LinuxLists.cc - [PATCH 14/38] fallthru: ext2 fallthru support

2010-08-06 22:35:00

Subject: [PATCH 14/38] fallthru: ext2 fallthru support

Add support for fallthru directory entries to ext2.

XXX What to do for d_ino for fallthrus? If we return the inode from
the the underlying file system, it comes from a different inode
"namespace" and that will produce spurious matches.

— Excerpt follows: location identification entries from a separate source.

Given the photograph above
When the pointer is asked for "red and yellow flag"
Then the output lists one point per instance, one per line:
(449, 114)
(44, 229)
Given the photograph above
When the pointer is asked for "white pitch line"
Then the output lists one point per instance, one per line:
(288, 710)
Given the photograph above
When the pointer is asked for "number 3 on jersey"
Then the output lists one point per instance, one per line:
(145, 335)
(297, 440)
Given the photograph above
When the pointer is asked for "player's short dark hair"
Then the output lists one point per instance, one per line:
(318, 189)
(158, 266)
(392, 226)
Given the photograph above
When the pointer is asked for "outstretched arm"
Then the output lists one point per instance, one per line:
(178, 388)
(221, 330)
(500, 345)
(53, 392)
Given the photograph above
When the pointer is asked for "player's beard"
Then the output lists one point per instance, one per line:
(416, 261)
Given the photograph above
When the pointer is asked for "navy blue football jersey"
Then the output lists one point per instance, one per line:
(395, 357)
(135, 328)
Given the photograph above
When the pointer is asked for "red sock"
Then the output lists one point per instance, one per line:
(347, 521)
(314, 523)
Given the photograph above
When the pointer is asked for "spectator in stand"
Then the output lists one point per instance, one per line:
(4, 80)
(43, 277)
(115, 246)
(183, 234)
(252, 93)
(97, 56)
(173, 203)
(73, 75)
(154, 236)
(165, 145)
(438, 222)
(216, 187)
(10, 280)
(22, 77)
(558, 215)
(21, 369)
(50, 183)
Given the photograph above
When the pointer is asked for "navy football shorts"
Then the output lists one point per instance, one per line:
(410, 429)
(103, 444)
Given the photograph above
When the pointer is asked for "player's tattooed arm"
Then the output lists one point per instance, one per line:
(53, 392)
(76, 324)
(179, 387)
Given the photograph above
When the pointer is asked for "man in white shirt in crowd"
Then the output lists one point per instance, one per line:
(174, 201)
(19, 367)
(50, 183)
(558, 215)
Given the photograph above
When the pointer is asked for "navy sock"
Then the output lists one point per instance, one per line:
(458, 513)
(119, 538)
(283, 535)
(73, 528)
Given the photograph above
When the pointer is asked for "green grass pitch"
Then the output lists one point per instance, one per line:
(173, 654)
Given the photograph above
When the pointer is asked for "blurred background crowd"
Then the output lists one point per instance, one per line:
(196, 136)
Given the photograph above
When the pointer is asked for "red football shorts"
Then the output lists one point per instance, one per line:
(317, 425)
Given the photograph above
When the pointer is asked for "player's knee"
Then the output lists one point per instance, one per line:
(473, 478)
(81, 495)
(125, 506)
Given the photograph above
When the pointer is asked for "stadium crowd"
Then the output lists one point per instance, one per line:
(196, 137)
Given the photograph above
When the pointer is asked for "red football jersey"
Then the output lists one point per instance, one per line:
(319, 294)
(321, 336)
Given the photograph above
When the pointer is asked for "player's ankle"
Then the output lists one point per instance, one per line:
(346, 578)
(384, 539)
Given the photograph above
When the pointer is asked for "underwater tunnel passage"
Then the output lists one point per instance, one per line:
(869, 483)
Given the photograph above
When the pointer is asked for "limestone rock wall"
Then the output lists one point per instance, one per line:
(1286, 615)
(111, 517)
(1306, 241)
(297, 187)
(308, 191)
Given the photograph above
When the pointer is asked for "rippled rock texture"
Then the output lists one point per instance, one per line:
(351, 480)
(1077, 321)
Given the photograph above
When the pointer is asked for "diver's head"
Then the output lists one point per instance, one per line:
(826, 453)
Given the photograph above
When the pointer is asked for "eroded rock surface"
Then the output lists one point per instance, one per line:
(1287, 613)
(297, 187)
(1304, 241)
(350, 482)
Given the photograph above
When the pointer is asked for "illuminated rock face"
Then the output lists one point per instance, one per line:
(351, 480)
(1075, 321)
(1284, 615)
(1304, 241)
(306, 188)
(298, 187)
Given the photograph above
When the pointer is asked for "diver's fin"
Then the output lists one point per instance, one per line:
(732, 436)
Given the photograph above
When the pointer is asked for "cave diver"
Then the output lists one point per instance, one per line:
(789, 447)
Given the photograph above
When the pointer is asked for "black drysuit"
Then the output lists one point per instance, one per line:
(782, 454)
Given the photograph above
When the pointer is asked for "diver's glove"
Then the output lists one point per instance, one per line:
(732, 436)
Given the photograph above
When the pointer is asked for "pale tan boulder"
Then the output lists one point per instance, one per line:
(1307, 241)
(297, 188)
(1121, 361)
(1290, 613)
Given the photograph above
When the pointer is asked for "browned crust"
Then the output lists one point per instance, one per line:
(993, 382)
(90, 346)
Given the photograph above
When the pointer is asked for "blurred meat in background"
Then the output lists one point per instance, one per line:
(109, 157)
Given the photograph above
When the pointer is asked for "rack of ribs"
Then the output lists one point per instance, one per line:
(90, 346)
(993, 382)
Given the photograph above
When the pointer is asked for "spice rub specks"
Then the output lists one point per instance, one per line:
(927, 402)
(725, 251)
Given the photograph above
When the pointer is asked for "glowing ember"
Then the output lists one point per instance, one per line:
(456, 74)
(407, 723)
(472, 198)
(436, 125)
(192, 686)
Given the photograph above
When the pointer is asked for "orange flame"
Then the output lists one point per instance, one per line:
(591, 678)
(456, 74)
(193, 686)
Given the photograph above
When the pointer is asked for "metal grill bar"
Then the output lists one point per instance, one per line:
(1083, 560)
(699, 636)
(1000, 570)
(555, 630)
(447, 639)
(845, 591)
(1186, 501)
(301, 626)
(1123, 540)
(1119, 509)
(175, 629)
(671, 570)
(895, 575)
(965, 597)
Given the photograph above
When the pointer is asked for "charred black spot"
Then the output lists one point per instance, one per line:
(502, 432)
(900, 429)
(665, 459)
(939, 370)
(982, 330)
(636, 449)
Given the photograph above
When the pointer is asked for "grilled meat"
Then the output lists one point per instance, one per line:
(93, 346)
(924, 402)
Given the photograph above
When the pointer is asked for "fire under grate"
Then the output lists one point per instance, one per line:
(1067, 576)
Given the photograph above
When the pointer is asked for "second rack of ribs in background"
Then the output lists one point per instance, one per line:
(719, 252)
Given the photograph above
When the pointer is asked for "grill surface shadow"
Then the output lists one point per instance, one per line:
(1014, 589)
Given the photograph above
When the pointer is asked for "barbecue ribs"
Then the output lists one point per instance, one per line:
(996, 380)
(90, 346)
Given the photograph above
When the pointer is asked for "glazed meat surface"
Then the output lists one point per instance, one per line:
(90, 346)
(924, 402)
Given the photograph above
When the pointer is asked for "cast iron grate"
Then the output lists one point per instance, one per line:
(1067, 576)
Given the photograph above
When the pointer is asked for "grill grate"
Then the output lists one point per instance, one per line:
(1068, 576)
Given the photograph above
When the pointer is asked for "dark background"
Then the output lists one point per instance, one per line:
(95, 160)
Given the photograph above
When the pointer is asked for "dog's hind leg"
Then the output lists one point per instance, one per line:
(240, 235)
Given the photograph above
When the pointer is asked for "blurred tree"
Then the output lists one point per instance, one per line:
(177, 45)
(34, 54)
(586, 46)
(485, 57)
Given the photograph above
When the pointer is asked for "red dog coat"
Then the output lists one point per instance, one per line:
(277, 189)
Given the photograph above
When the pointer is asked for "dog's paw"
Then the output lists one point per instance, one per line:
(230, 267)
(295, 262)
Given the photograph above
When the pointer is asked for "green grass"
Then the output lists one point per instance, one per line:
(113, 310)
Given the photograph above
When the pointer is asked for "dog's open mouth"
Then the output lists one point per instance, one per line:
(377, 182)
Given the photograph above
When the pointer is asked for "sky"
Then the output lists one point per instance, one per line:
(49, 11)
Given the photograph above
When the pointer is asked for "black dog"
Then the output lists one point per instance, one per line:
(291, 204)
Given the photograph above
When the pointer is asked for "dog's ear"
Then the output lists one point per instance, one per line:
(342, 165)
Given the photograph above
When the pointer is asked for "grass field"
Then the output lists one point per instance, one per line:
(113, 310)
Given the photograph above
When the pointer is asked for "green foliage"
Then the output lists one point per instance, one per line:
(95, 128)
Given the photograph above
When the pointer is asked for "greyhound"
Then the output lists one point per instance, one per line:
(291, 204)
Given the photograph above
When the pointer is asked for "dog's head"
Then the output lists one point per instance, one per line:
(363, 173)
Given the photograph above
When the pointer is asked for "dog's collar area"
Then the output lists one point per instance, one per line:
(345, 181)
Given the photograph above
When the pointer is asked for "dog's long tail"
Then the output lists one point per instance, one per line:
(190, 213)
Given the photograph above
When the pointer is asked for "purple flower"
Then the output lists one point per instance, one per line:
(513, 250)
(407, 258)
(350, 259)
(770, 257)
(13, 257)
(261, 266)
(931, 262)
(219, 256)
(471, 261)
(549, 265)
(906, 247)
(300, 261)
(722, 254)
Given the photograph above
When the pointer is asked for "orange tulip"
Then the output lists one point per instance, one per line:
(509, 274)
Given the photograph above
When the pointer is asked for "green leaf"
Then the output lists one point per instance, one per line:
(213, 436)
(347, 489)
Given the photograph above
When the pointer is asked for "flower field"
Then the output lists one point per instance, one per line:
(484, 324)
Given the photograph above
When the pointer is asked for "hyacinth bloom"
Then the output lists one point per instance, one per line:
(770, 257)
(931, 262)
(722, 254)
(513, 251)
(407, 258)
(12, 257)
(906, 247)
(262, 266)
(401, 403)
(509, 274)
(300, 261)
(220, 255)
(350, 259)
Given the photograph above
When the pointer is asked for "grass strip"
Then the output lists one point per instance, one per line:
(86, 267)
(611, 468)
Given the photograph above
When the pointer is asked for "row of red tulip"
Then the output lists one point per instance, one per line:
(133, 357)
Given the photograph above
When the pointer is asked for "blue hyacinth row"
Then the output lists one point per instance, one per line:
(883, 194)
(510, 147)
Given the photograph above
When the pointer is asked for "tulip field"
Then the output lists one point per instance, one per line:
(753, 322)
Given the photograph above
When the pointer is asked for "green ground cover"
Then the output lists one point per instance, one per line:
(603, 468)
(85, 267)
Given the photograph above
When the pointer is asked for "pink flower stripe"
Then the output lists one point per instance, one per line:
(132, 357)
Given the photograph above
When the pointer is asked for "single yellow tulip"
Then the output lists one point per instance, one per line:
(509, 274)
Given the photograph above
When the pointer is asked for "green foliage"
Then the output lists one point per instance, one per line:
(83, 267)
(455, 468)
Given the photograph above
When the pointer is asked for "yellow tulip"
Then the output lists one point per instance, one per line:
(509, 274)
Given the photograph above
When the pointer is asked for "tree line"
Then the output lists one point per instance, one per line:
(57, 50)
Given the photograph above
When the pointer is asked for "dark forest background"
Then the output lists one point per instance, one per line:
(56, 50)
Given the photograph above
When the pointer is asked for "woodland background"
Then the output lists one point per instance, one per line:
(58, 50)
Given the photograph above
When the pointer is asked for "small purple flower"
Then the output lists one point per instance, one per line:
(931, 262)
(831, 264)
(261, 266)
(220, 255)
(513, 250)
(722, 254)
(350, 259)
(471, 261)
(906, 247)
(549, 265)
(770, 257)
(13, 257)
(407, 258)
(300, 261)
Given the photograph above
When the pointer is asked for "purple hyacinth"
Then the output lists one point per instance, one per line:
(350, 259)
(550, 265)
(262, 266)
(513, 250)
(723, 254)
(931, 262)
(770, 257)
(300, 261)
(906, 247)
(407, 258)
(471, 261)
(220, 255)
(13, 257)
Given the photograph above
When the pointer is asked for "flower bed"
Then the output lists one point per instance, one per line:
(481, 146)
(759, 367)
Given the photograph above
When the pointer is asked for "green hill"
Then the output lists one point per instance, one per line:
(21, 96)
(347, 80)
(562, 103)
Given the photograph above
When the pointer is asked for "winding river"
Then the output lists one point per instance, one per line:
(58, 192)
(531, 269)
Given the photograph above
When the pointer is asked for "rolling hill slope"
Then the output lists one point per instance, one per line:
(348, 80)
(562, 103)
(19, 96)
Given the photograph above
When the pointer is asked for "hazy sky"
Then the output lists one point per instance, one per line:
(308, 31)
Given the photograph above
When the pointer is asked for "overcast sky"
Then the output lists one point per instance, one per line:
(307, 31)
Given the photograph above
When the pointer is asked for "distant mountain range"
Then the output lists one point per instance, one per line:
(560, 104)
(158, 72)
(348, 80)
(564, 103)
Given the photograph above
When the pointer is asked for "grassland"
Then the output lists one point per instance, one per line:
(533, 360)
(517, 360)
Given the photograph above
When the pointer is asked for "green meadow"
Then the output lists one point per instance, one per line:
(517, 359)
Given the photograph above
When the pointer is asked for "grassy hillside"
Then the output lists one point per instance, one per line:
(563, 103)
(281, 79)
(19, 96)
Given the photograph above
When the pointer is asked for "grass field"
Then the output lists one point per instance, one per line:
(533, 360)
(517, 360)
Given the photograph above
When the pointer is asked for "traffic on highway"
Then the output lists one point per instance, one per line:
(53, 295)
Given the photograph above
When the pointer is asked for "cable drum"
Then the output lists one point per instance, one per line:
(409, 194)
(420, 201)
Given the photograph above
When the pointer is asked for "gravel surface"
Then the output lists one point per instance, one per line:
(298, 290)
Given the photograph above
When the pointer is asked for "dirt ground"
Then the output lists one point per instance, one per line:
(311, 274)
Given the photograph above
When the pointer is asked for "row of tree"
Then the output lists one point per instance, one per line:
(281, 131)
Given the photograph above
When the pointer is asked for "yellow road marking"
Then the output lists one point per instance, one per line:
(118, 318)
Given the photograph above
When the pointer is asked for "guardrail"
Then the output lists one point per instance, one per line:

This argues for
implementation of fallthrus as symlinks because they have to allocate
an inode (and inode number) anyway, and we can later reuse it if we
copy the file up.

Cc: Theodore Tso <[email protected]>
Cc: [email protected]
Signed-off-by: Valerie Aurora <[email protected]>
Signed-off-by: Jan Blunck <[email protected]>
---
fs/ext2/dir.c | 92 ++++++++++++++++++++++++++++++++++++++++++++--
fs/ext2/ext2.h | 1 +
fs/ext2/namei.c | 22 +++++++++++
fs/ext2/super.c | 2 +
include/linux/ext2_fs.h | 4 ++
5 files changed, 117 insertions(+), 4 deletions(-)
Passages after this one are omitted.